The point is that the saw can cut the log even though it only goes back and forth, retracing its path over and over. In the same sense, AC power can perform useful work on the "pull" part of the AC cycle as well as the "push" part.  
A: 
If alternating current switches directions back and forth periodically it seems like to me that current would go forward a bit and then almost immediately back track the exact same distance, if this is the case then how does AC ever get to where we want it to? 

See this microscopic view of current, and understand that the electrons do not travel fast within the conductor, but have a drift velocity. This drift velocity , according to the classical electrodynamics equations, is what generates the current measured in the lab. In a DC circuits the electrons move slowly towards the potential , in an AC current they move back and forth, but the macroscopically generated  current has a direction from high potential to low potential.
The reason that AC has prevailed in the transmission of electric power is practical considerations.

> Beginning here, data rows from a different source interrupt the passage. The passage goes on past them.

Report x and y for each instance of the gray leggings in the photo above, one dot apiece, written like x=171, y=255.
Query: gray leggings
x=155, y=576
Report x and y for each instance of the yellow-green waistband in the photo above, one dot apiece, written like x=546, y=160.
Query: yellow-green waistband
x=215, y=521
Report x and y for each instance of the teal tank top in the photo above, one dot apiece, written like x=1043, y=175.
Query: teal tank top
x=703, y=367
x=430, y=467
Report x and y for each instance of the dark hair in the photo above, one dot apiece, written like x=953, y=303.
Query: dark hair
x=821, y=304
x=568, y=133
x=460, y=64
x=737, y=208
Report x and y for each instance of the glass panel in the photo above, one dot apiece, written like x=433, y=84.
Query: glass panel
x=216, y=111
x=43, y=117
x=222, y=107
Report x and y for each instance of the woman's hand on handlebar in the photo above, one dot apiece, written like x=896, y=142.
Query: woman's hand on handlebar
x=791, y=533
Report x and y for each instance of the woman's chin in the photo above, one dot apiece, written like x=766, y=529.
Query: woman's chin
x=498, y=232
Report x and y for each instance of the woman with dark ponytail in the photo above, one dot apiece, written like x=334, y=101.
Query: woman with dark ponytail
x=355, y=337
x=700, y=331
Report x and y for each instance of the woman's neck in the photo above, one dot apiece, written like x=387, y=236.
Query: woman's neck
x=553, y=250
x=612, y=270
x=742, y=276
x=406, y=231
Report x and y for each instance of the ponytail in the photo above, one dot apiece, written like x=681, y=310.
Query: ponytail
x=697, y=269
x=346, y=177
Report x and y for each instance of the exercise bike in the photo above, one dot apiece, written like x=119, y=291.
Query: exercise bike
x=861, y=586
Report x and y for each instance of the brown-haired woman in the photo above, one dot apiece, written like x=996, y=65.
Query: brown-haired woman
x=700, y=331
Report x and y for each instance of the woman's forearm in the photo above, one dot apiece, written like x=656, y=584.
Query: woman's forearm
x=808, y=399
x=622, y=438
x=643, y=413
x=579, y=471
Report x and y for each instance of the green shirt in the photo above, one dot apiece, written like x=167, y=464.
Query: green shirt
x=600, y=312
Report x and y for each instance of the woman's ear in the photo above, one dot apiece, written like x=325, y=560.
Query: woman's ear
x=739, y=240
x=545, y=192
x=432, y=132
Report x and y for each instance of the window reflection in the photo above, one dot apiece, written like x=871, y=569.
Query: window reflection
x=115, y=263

When DC is transmitted one has to generate AC at home to get motors running, for example. 
A: The wording of your question suggests that you might have a fundamental misconception about how electricity works (quite a common one, unfortunately, because introductory courses in electronics often get it wrong).  In an electric circuit, electric currents do not directly transfer energy.  Rather, energy is transferred through the electromagnetic fields in the space surrounding the wires.  The only purpose of the wires and other components is to guide the fields to the right places.
This is quite counterintuitive, since electromagnetic fields are invisible and we are used to thinking of electricity as something that flows inside wires.  However, the conclusion is easy to demonstrate.  The directional energy flux in an electromagnetic field (the Poynting vector) is equal to $\mathbf{S} = \mathbf{E} \times \mathbf{H}$ where E and H are the electric field and the magnetic auxiliary field (in simple cases, $\mathbf{H} = \mathbf{B}/\mu$).

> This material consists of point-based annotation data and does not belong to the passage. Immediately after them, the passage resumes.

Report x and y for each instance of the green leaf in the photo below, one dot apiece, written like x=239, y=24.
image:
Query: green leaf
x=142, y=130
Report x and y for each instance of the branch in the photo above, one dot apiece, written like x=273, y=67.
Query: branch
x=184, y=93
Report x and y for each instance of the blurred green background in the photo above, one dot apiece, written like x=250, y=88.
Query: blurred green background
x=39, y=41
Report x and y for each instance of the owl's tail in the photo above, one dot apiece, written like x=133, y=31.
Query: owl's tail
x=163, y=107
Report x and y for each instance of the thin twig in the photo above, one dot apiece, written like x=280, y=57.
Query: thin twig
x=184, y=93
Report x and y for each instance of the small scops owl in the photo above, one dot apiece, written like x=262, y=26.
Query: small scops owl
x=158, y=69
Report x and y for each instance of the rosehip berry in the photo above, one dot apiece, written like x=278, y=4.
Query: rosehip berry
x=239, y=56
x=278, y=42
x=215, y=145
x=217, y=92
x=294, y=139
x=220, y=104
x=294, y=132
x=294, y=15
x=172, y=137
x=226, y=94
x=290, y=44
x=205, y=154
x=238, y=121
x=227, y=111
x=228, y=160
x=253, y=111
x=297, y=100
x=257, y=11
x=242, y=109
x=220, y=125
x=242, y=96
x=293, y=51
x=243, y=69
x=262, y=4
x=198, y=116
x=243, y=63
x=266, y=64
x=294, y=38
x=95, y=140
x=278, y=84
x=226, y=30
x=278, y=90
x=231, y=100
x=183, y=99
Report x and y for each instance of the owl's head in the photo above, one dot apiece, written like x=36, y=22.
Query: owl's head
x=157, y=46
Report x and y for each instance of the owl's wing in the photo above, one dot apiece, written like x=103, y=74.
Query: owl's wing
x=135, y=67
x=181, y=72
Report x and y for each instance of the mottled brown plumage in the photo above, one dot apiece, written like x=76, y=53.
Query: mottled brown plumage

In the simple circuit drawn below, the electric field points downward (since the voltage is positive in the upper wire).  Meanwhile, the magnetic field circles around the current-carrying wires; thus, it points into the screen inside the circuit.  Using the right-hand rule for cross products, we can see that the Poynting vector points to the right.  Thus, power flows from the battery to the load.  One can show that this energy flux is sufficient to explain all of the power delivered to the load.

What if we replace the battery with an AC voltage source?  Now when the voltage becomes negative, both the electric field and the current (and therefore the magnetic field) reverse their direction.  These changes cancel each other out and the Poynting vector still points to the right.  Therefore, power continues to flow from the voltage source to the load – even though every electron in the circuit stays in nearly the same place.
A: Alternating current transmits powered by varying electric fields which makes the electron oscillate this oscillating energy transmitted through the wire in the form of electric fields and the energy is transmitted where it needs to be transmitted. 
For example in a electric heater the alternating current oscillates electron in the filament which produces heat. 
But in dc heater there is a continuous flow of electron which generates heat due to resistance.